Puis elle s’inquiéta de notre plaisir :

- Messieurs, avez-vous fait bonne chair ?

- Madame, nous devenons vos serviteurs. Tant de douceurs offertes ne peuvent que nous endettés face à votre beauté, répondit Pierre de la Frênoise.

- Ha ha ha ! Des dettes ? Mais voyons, toubib, sachez que j’y prends peut être bien plus de plaisir que vous. Fit-elle en riant. Vous ne me devez rien du tout. Rien du tout !

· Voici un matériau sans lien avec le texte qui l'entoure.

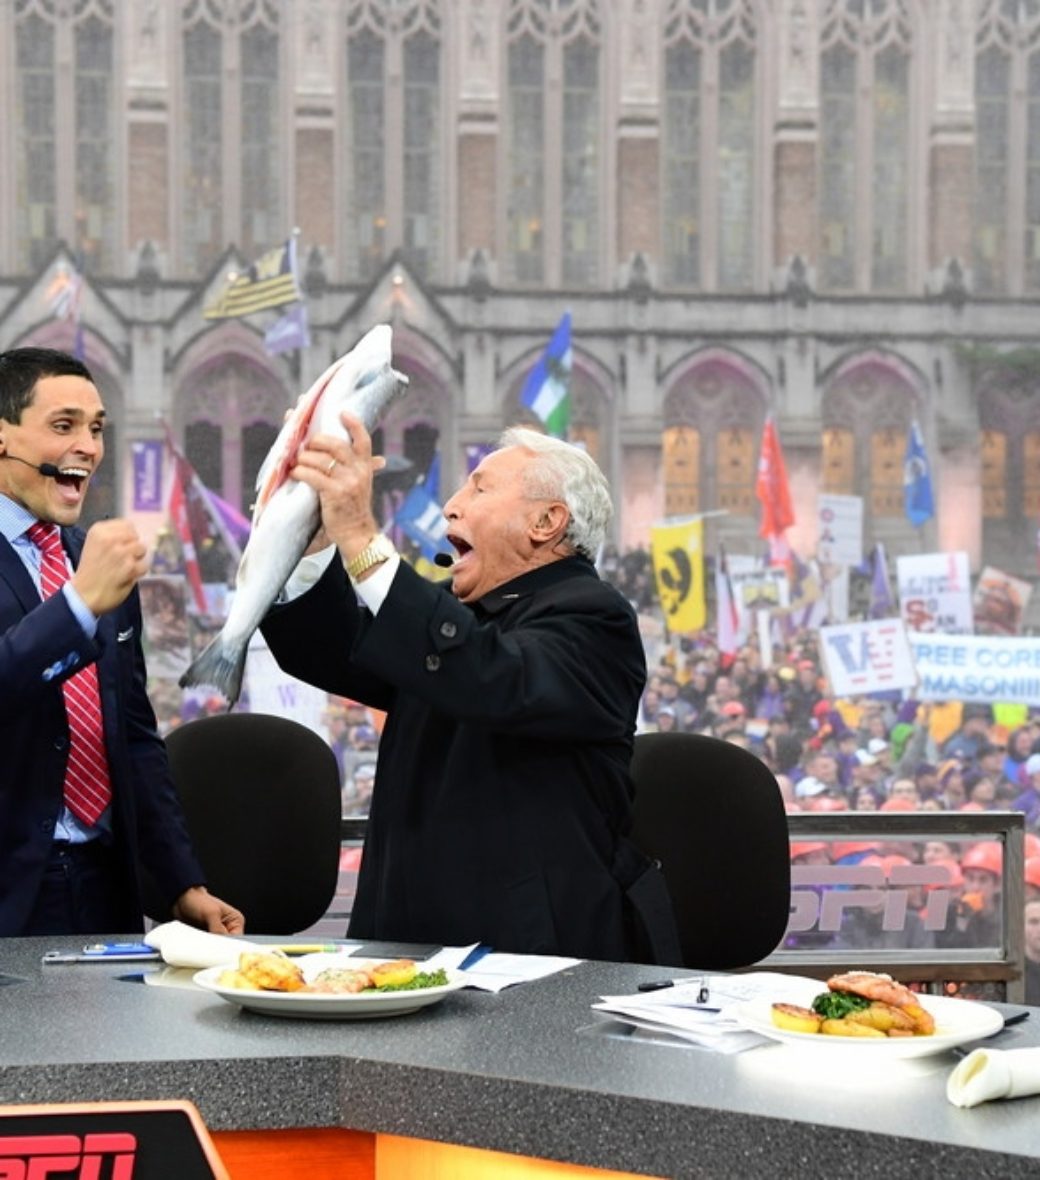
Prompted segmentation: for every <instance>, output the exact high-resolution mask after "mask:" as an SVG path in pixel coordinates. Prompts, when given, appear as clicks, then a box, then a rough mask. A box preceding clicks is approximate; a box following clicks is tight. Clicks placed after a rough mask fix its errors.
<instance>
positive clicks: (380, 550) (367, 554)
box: [346, 532, 397, 582]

- Alors, fis-je un peu moins habilement que mon ami, permettez-nous de vous rendre vos largesses.

- Oui, Jean a bien raison, poursuivit aussitôt mon voisin le pharmacien, il nous faut nous permettre, à notre tour, de vous retourner une part de ce que vous nous offrez.

- Et bien Julien, à votre guise, dit-elle en souriant à l’allusion à peine dissimulée. Et comment comptez-vous, si je ne suis pas indiscrète, vous y prendre ?

Julien Fretel, n’ayant pas le don de saisir l’opportunité qu’il venait de lancer, resta coi. Maître Fretel, de loin, le plus âgé de tous, proposa alors en me regardant:

- Ecoutez, Muriel, je crois que notre petit Jean fait des études de médecine. Rappelez nous donc en quelle année vous êtes rendu, mon ami?

- Heu… quatrième, Maître, fis-je soudain rouge comme une pivoine à l’éclosion.

Le notaire continua, amusé :

- Regardez donc, comme celui là est timide. Un vrai tendron. Bon, donc je propose, pour vous délasser et vous rendre un peu votre monnaie, - si j’ose dire. Vous le méritez tant !, que notre jeune ami vous administre quelques savants massages dont il doit sans doute avoir le secret. Ceci en tout bien tout honneur, cela va sans dire.

- Bien entendu ! fit Jean-Deux aux anges. Cela va de soi.

- Qu’en pensez-vous, Muriel ? demanda le notaire.

La jeune femme battit aussitôt des mains et se tourna vers moi. Sans attendre, en se trémoussant des épaules, elle dégagea vivement le col de sa robe et me désigna sa nuque.

- Quelle belle idée ! Justement, je sens ici quelques contractures. Allez, mon jeune apprenti, dépêchez-vous donc de me soulager !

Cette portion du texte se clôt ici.